İş Hayatındaki Yeni Mezunlar - Seri 9


#fikirselröportajlar serimizin yeni konuğu; üniversite hayatından bu yana yakın arkadaşlarımdan biri olan Gençlik Çalışanı Aysen Gümüş. Röportajımıza başlamadan önce bizimle değerli tecrübelerini paylaştığı için kendisine teşekkür etmek istiyorum. 

Merhaba Aysen! Tanımayanlar için kendini kısaca tanıtır mısın?

Merhaba Aysu, öncelikle en yakın arkadaşlarımdan birinin 4 sene boyunca konuştuğumuz hayalinin içinde kendimi anlatacak olmamın heyecanını en üst noktada yaşadığımı ve anlatacaklarımın bu duygusallıkta olmamasını temenni ederek sorularını yanıtlayacağım😊

Bu blogu açmandaki hedeflerini tek tek gerçekleştireceğine, bende yarattığı heyecanı hiç kaybetmeyeceğine eminim. Acaba bu hafta kimi konuk alacak, nasıl içerikler üretecek diye merakla beklediğim bu girişiminin daha çok insana ulaşıp hayatlarına dokunarak büyüyeceğine gerçekten inanıyorum. Benim her zaman büyük motivasyon kaynaklarımdan biri olduğun için sana buradan da çok teşekkür ediyorum.

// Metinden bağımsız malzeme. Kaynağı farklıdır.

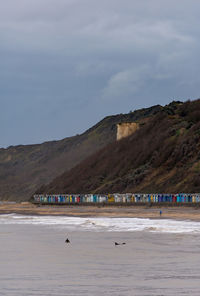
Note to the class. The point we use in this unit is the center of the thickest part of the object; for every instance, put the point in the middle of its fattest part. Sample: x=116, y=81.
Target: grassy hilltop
x=162, y=156
x=24, y=168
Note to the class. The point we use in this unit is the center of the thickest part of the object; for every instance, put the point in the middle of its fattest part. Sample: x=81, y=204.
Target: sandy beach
x=179, y=213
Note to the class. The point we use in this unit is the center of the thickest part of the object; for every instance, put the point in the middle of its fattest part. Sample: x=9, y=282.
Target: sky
x=66, y=64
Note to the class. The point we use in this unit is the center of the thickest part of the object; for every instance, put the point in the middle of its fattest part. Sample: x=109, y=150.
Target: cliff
x=163, y=155
x=24, y=168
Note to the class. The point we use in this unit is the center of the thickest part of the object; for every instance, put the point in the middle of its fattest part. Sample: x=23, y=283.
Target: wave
x=104, y=224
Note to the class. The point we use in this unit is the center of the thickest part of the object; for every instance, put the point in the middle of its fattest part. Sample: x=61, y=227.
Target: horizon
x=67, y=64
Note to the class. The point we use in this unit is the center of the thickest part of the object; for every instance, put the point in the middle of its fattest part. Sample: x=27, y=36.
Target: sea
x=154, y=257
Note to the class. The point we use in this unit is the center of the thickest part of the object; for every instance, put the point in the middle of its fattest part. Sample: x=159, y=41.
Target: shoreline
x=175, y=213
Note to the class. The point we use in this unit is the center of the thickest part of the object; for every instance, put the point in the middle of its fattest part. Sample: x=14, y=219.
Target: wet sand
x=150, y=264
x=178, y=213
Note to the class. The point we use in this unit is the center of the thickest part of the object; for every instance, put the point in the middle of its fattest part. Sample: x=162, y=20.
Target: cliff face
x=162, y=156
x=126, y=129
x=24, y=168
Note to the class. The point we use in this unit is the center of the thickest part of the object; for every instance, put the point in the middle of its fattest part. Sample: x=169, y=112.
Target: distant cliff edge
x=24, y=168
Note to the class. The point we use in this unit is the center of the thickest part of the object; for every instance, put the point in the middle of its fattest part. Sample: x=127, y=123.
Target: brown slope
x=162, y=156
x=26, y=167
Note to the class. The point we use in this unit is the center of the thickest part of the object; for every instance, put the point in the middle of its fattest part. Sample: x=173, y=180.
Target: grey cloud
x=64, y=64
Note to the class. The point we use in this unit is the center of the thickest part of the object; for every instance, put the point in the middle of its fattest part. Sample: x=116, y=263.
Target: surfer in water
x=118, y=244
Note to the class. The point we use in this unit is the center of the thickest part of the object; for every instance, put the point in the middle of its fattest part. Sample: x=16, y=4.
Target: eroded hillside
x=163, y=155
x=25, y=168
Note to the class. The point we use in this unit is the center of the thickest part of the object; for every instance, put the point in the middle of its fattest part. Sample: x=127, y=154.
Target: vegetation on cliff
x=162, y=156
x=24, y=168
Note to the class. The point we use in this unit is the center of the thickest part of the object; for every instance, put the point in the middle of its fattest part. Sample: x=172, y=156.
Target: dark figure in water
x=117, y=244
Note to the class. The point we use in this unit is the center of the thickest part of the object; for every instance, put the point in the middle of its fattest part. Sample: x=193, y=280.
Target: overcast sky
x=66, y=64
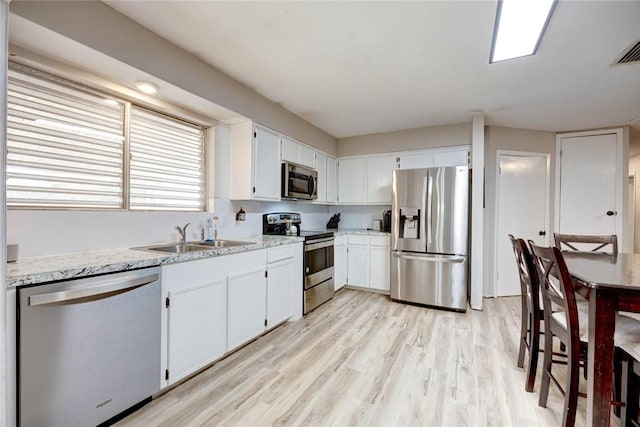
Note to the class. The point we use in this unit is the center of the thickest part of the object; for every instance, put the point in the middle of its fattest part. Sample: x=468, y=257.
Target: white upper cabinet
x=293, y=151
x=352, y=180
x=321, y=166
x=255, y=159
x=332, y=181
x=451, y=158
x=379, y=171
x=415, y=159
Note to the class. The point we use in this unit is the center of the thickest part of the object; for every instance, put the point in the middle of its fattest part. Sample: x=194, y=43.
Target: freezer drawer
x=434, y=280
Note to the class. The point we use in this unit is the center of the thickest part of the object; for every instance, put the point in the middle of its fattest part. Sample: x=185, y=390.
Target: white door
x=279, y=292
x=266, y=161
x=196, y=331
x=522, y=208
x=246, y=307
x=588, y=184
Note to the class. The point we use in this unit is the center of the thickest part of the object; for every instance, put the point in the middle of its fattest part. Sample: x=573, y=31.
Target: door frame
x=547, y=203
x=622, y=176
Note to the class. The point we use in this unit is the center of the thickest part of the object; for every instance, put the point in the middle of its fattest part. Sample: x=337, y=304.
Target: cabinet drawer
x=380, y=241
x=279, y=252
x=355, y=239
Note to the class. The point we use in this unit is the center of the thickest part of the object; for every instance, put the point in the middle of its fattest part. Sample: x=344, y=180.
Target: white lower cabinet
x=246, y=307
x=279, y=292
x=339, y=262
x=215, y=305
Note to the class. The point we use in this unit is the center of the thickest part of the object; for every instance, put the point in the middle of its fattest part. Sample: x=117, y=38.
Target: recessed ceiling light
x=519, y=27
x=146, y=87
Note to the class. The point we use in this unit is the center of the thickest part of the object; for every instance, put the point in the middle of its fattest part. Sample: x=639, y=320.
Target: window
x=68, y=147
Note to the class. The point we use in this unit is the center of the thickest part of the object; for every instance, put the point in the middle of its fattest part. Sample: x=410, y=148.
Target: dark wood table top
x=605, y=271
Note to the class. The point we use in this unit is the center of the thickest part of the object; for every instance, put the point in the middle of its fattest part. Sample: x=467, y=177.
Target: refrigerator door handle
x=436, y=258
x=429, y=196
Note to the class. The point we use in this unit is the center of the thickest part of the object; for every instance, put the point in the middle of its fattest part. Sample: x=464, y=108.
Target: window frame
x=206, y=129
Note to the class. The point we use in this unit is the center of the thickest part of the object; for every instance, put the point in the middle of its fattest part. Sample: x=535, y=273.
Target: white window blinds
x=64, y=146
x=72, y=147
x=166, y=170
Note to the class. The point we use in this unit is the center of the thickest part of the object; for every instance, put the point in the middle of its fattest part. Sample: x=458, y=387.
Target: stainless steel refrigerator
x=429, y=236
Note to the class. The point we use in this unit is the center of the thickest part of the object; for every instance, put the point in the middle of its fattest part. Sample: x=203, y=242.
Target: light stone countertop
x=39, y=270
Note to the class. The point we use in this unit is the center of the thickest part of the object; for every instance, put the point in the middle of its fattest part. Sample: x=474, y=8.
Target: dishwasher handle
x=436, y=258
x=102, y=289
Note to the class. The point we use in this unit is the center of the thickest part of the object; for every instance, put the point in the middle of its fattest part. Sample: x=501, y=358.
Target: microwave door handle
x=311, y=185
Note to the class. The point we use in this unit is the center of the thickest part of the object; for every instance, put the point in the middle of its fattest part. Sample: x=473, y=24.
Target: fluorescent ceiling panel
x=519, y=27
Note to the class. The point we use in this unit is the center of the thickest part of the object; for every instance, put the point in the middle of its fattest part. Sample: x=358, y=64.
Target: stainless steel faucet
x=182, y=231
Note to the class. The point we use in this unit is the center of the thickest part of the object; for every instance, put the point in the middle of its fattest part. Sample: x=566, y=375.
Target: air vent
x=630, y=54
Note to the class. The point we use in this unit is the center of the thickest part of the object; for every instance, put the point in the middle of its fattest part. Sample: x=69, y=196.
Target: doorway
x=522, y=209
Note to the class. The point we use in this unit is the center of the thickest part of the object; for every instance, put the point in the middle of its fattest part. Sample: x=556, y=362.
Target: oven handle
x=321, y=243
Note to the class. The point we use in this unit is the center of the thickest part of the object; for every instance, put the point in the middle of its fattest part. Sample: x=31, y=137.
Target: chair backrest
x=557, y=287
x=607, y=244
x=529, y=284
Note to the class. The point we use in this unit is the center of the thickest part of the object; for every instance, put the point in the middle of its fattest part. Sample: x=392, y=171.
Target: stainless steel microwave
x=299, y=182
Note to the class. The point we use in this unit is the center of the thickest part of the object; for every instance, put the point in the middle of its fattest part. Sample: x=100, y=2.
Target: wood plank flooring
x=362, y=360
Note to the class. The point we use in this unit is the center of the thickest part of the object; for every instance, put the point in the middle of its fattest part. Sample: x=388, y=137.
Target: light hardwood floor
x=362, y=360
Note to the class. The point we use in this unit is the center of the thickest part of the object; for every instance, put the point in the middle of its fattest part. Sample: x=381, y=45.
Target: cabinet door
x=379, y=264
x=246, y=307
x=351, y=180
x=450, y=158
x=379, y=170
x=332, y=179
x=416, y=160
x=339, y=262
x=358, y=265
x=196, y=327
x=321, y=167
x=266, y=163
x=306, y=156
x=279, y=291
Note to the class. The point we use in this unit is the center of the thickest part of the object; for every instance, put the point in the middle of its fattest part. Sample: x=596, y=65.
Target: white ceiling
x=354, y=68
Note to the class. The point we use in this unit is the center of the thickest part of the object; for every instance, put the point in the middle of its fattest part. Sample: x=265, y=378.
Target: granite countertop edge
x=45, y=269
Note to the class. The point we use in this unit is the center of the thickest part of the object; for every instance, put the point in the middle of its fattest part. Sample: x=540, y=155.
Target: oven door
x=318, y=262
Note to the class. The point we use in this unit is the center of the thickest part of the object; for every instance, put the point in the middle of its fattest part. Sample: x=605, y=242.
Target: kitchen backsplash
x=46, y=232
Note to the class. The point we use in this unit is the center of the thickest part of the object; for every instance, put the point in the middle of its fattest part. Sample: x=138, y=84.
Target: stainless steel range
x=318, y=283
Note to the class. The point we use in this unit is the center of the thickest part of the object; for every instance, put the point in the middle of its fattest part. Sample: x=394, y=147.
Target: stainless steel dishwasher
x=88, y=349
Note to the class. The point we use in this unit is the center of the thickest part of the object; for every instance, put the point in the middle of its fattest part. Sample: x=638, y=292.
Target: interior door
x=521, y=211
x=588, y=184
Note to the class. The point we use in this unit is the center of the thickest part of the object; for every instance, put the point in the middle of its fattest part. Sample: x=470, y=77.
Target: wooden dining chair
x=607, y=244
x=570, y=326
x=531, y=313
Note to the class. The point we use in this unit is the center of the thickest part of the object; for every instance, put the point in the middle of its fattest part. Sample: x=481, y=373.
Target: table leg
x=600, y=358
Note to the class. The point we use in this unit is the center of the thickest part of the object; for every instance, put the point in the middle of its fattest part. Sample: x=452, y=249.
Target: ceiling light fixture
x=519, y=27
x=146, y=87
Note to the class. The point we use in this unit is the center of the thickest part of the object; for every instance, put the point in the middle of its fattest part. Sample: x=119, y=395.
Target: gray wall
x=410, y=139
x=500, y=138
x=105, y=30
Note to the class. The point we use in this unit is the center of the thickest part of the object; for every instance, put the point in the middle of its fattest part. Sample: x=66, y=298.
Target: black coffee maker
x=386, y=221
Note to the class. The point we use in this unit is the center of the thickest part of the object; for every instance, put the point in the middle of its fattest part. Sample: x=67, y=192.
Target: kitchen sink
x=180, y=248
x=225, y=243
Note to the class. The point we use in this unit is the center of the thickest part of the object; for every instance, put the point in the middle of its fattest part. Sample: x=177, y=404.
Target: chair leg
x=546, y=367
x=534, y=351
x=524, y=327
x=629, y=392
x=571, y=395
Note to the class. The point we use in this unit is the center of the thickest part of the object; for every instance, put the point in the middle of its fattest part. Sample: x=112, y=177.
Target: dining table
x=610, y=283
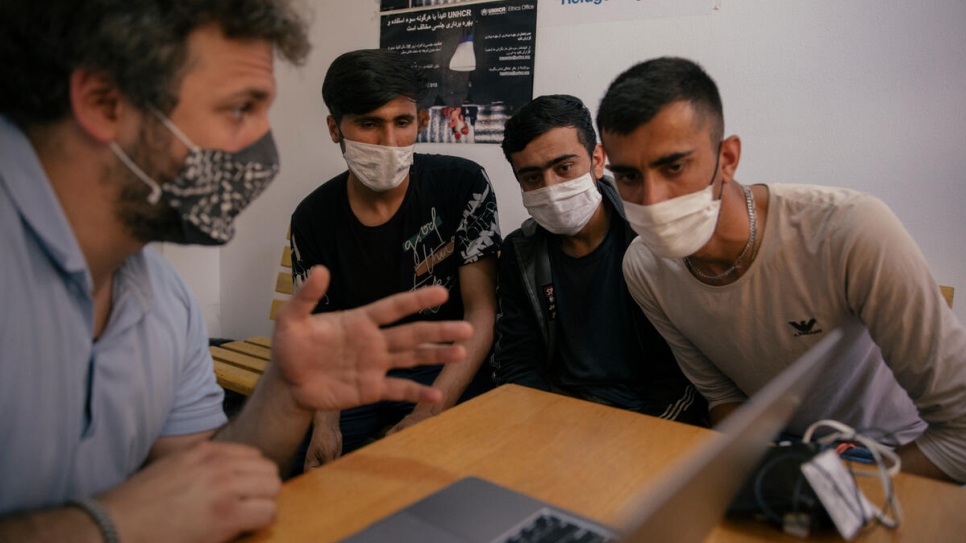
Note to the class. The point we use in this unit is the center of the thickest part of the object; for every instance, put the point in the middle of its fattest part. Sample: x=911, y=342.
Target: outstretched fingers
x=392, y=308
x=307, y=296
x=404, y=390
x=407, y=336
x=427, y=355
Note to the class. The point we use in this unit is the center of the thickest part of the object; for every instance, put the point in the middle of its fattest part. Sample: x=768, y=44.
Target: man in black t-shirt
x=393, y=222
x=566, y=321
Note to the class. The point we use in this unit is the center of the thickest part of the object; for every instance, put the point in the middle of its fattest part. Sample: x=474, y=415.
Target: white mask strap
x=169, y=124
x=122, y=156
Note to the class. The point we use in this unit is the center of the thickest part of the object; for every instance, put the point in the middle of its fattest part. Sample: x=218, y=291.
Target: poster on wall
x=572, y=12
x=478, y=56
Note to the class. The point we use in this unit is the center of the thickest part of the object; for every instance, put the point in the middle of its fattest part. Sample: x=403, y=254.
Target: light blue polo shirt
x=77, y=416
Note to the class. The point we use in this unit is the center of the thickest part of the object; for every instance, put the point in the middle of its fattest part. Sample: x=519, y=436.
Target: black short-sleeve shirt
x=447, y=219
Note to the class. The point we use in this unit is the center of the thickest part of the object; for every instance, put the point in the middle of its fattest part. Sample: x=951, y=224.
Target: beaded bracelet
x=100, y=517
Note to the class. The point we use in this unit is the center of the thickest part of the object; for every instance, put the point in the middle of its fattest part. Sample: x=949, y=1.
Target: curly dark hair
x=141, y=44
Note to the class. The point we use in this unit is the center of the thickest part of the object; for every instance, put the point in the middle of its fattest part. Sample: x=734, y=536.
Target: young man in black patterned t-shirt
x=392, y=222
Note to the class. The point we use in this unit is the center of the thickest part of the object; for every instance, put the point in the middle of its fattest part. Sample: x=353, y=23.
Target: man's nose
x=653, y=191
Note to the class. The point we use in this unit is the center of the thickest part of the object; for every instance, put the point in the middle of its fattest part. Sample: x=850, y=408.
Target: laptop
x=683, y=504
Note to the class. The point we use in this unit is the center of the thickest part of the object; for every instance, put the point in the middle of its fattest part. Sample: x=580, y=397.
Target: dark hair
x=140, y=44
x=638, y=94
x=361, y=81
x=543, y=114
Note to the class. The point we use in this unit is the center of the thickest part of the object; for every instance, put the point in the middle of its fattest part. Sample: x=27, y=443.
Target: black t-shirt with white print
x=447, y=219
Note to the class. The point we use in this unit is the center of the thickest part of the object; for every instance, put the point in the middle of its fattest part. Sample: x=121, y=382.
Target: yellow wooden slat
x=948, y=294
x=283, y=283
x=243, y=347
x=244, y=361
x=276, y=305
x=261, y=341
x=235, y=379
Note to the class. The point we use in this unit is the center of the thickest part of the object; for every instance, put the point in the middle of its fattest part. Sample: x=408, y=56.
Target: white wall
x=868, y=94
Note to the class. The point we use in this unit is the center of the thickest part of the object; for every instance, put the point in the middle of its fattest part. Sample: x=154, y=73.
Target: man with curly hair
x=124, y=122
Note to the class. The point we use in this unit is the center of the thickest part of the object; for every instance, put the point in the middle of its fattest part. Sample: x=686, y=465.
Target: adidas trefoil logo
x=805, y=328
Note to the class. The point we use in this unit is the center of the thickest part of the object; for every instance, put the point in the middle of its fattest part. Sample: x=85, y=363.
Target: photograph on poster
x=479, y=59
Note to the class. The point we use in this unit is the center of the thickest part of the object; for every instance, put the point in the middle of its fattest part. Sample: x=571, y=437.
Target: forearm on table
x=50, y=525
x=271, y=421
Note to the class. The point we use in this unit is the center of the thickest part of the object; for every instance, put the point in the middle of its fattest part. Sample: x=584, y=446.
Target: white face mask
x=378, y=167
x=564, y=208
x=677, y=227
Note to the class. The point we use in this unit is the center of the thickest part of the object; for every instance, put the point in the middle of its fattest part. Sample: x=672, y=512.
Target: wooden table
x=591, y=459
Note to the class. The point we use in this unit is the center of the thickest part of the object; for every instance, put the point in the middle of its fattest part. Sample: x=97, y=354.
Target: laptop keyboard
x=549, y=528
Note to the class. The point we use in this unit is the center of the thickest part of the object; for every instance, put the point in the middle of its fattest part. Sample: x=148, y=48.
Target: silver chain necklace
x=752, y=238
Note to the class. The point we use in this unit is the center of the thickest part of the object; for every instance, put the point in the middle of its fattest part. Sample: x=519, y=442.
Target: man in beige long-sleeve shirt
x=741, y=280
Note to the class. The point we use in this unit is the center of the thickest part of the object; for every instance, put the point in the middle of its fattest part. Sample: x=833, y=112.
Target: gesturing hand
x=333, y=361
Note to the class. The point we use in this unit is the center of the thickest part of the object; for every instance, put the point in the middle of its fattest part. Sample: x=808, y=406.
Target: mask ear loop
x=169, y=124
x=122, y=156
x=717, y=162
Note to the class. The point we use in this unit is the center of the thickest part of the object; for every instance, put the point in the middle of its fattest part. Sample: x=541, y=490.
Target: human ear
x=597, y=161
x=423, y=119
x=96, y=103
x=730, y=155
x=334, y=131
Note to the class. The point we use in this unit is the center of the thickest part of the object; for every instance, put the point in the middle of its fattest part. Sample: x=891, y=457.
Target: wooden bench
x=239, y=364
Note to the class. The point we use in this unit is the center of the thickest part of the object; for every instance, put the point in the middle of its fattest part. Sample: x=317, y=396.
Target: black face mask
x=214, y=186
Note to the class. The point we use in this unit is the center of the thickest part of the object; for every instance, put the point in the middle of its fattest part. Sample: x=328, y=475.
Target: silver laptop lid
x=690, y=498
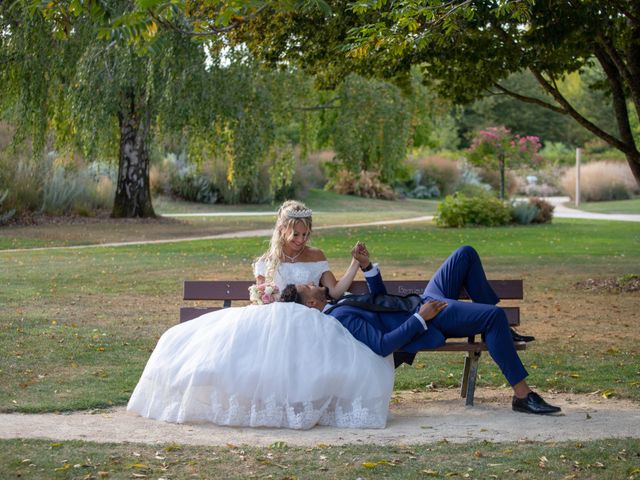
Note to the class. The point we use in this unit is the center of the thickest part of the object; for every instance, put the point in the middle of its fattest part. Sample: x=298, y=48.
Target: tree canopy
x=466, y=48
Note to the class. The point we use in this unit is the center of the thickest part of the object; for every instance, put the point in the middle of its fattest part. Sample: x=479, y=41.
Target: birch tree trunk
x=133, y=193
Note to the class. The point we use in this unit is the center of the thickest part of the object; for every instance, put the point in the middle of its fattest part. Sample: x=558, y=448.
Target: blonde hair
x=290, y=214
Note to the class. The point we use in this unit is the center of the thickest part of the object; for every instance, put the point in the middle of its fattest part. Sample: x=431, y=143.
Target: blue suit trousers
x=463, y=269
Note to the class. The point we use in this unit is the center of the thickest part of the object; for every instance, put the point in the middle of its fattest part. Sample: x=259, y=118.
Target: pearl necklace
x=293, y=259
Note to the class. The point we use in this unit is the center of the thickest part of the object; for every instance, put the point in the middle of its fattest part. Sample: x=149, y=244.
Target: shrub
x=60, y=191
x=424, y=191
x=438, y=171
x=492, y=178
x=460, y=210
x=81, y=192
x=365, y=184
x=545, y=210
x=600, y=181
x=535, y=210
x=524, y=213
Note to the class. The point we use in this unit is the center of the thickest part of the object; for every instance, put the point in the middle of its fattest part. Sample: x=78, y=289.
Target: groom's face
x=312, y=295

Aysen Gümüş ‘e gelirsek, Hacettepe Üniversitesi Sosyoloji bölümünden mezunum, 23 yaşındayım. Şubat ayında mültecilerle çalışan bir sivil toplum kuruluşunda gençlik çalışanı olarak profesyonel iş yaşamına ilk adımımı attım. Bunun yanında yüksek lisans eğitimime de yakın zamanda başlamayı hedefliyorum.

Ayrıca şunu belirtmek isterim ki; birçok alanda olduğu gibi STK ‘lar da ülkemizde kurumların çalışanlarına uzun vadeli ve sürdürülebilir iş garantisinin kendine bağlı olduğunu sürekli dile getiriyor. İş hayatım kısa bir süre önce başlasa da bunun beni dinamik tutan ve kendimi sürekli yenilememi sağlayan etkenlerden biri olduğunu söyleyebilirim.

Bunun haricinde iş dışındaki vaktimi de mümkün mertebe yakın arkadaşlarım, ailem ve kedimle geçirmeye çalışıyorum.

Öncelikle güzel yorumların ve bu süreçte beni en çok motive eden insanlardan birisi olduğun için teşekkür ederim😊. Konumuza geri dönecek olursak, biraz daha geçmişe gitmek gerekirse üniversite tercih sürecinden bahsedebilir misin?

Lise dönemimde çalışkan ve başarılı bir öğrenciydim. Fakat 18 yaş gibi tecrübesiz bir yaşta olmanın ve tüm hayatının bu tarz sınavlara bağlı olduğu gibi bir bilinçte olmanın talihsizliğini biliyorum ki bir tek ben yaşamadım. Heyecanlı kişiliğim ve bu tarz etkenlerle birlikte tam olarak istediğim başarıyı elde edemesem de iyi bir sonuç çıkardım. O yaşta bunları çok anlamadım fakat daha güzelleri olduğunda bunun bilincine vardım.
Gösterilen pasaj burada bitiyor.